The research also found:

  • All countries operating under European law are required to give employees 20 days of paid leave a year, compared to five days for employees working in Japan, no days for the first year for China-based employees, and no days for employees working in the USA.
  • Spain gives employees 30 mandatory paid holiday days and 14 public holidays. Brazil provides 30 mandatory paid holiday days and eight public holidays.
  • Employers based in the USA typically provide 21 days of supplementary holiday days.
  • Employees working in Mexico receive six mandatory paid holiday days and five public holidays only, compared to Canada, where they receive 10 mandatory paid holiday days and seven public holidays, and China, where they receive five mandatory paid holidays and 11 public holidays.
  • Typically, the United Arab Emirates, UK, Switzerland, Netherlands, Ireland, Germany, Singapore, Indonesia and the USA would offer employees working in its jurisdiction supplemental holiday days.
  • The Netherlands, Singapore and Indonesia provide mandatory sick pay for 40 days or more, while China has mandatory sick pay provision for as long as the employee requires. Ireland typically provides 40 days or more of sick pay for employees working in its jurisdiction, however this is not mandatory.
  • The UK, Australia and Canada typically provide employees working in its jurisdiction with 10 days of sick pay.
  • More than 30% of countries based in the Americas enable employees to take part time off to get married, compared to 40% of Asia Pacific countries and 30% of European, Middle Eastern and African countries.
  • In Australia, it is mandatory to offer eight weeks of paid leave after 10 years of service.
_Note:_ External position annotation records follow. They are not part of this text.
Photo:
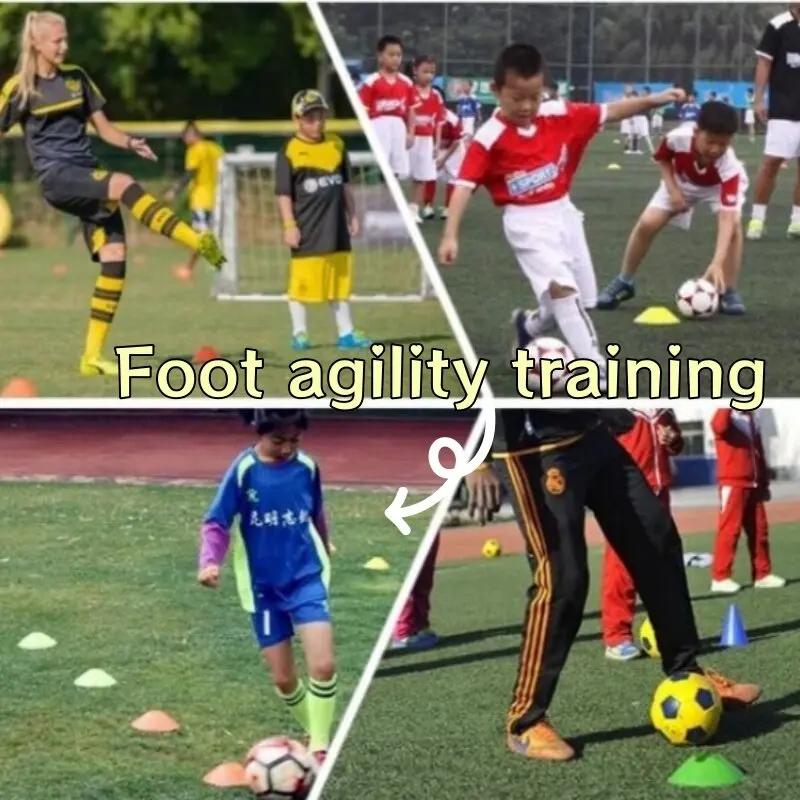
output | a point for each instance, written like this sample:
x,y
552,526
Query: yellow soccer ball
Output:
x,y
686,709
647,638
491,548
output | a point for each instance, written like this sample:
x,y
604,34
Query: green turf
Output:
x,y
44,321
432,724
486,284
108,571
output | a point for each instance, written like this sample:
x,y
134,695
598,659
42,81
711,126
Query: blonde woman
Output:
x,y
53,102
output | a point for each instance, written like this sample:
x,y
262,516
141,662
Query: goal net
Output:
x,y
386,265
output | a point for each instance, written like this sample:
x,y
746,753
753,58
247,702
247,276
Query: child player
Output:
x,y
428,116
654,438
527,162
698,165
388,96
318,212
743,480
280,562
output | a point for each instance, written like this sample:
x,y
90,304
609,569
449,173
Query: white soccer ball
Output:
x,y
697,299
548,348
279,768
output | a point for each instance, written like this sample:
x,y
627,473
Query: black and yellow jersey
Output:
x,y
54,117
314,175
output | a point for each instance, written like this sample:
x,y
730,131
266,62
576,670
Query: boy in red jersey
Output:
x,y
698,165
388,97
527,162
743,480
429,111
654,438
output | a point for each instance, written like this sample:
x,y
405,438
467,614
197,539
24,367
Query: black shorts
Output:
x,y
83,193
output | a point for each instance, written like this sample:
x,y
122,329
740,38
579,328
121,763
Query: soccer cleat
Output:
x,y
355,340
731,303
732,694
542,742
770,581
727,586
624,651
300,342
97,365
618,291
755,230
209,248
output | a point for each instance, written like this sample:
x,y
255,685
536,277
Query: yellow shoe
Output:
x,y
210,249
97,365
755,230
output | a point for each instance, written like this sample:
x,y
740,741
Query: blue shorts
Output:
x,y
278,612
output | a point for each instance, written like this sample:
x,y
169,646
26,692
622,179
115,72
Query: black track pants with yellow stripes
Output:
x,y
551,487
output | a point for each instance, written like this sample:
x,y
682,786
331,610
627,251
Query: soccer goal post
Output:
x,y
386,265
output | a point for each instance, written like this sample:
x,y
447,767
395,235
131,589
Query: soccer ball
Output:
x,y
647,638
279,768
548,347
686,709
697,299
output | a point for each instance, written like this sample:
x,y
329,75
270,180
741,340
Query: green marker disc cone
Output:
x,y
706,771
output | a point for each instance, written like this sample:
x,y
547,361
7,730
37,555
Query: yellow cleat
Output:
x,y
209,248
98,365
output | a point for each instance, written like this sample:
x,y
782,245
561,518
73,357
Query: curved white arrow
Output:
x,y
396,512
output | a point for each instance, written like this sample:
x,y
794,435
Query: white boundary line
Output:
x,y
442,295
374,661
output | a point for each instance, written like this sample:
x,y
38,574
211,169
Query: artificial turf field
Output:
x,y
44,319
486,284
432,723
109,572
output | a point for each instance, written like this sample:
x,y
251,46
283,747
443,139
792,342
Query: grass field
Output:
x,y
44,320
486,284
432,723
108,571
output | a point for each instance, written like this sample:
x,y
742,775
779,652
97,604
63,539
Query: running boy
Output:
x,y
698,165
388,97
318,212
652,440
527,162
743,480
281,563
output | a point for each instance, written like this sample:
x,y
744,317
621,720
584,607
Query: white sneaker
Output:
x,y
770,582
728,586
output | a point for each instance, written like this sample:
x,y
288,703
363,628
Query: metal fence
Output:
x,y
583,43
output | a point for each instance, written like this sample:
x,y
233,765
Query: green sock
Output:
x,y
321,708
297,703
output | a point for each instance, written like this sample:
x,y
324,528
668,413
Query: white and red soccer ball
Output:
x,y
280,768
697,299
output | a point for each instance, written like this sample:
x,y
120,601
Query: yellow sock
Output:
x,y
158,218
105,300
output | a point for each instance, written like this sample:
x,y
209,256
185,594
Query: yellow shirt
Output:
x,y
202,158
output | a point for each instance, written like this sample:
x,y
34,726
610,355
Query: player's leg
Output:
x,y
547,492
338,287
732,503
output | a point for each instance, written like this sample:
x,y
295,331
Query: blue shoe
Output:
x,y
300,342
618,291
731,303
355,340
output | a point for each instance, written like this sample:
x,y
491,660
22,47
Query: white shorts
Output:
x,y
783,139
542,238
695,195
422,160
392,133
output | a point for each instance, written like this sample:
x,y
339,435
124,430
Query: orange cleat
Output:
x,y
542,742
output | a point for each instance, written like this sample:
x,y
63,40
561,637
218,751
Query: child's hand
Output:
x,y
209,576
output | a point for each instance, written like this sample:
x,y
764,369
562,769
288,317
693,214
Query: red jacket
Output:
x,y
652,457
740,449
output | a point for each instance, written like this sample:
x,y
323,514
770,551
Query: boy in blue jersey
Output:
x,y
281,563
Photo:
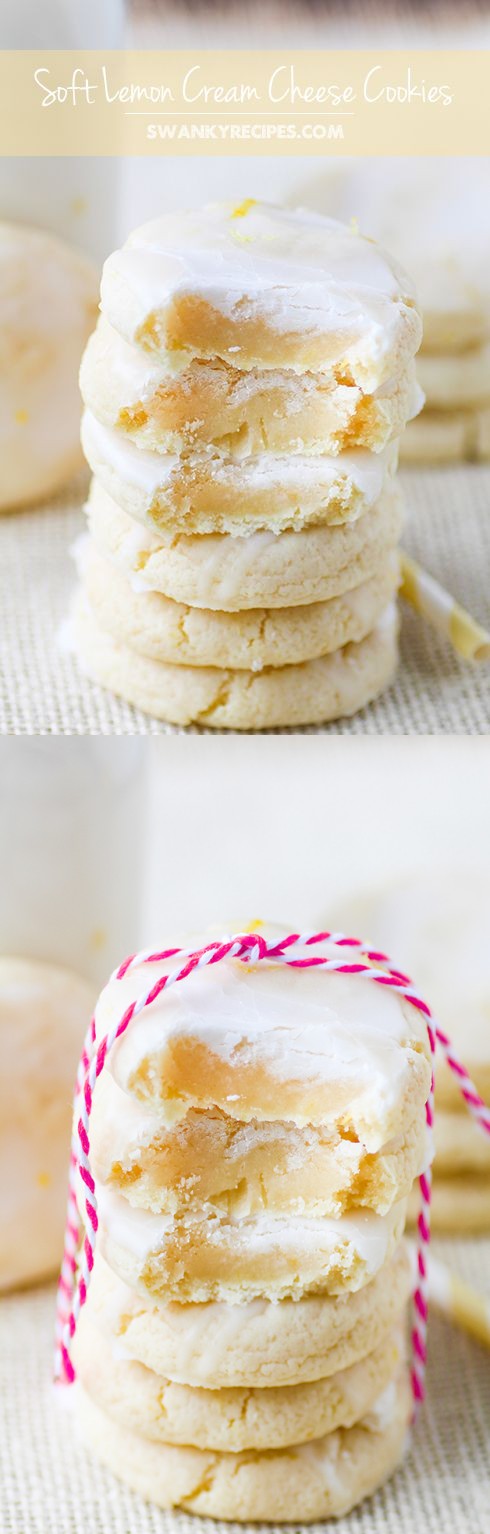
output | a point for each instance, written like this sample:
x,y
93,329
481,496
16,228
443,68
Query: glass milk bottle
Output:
x,y
76,198
72,850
John Dean, chief commercial officer at Punter Southall Health and Protection, said: “Our clients sending staff overseas often ask how much paid leave they should provide. It’s a complex issue, as industry type, employee demographics, location, culture and even religion all need to be considered. When [employers] add in mandatory paid time off requirements, public holidays and unusual special leave, global harmonisation is far from simple.

“Undertaking this study, we found there is a genuine business case for paid time off. It supports employee engagement, helps staff feel valued and they tend to return from holidays refreshed and motivated. A generous paid time off allowance will also support employee retention and recruitment.”

Wendi Pickerel, global executive director at Asinta, added: “Determining paid time off is a real headache for international [organisations]. Deciding which approach to take requires a good understanding of local paid time off rules and how this fits within the [organisation’s] overall global benefits.”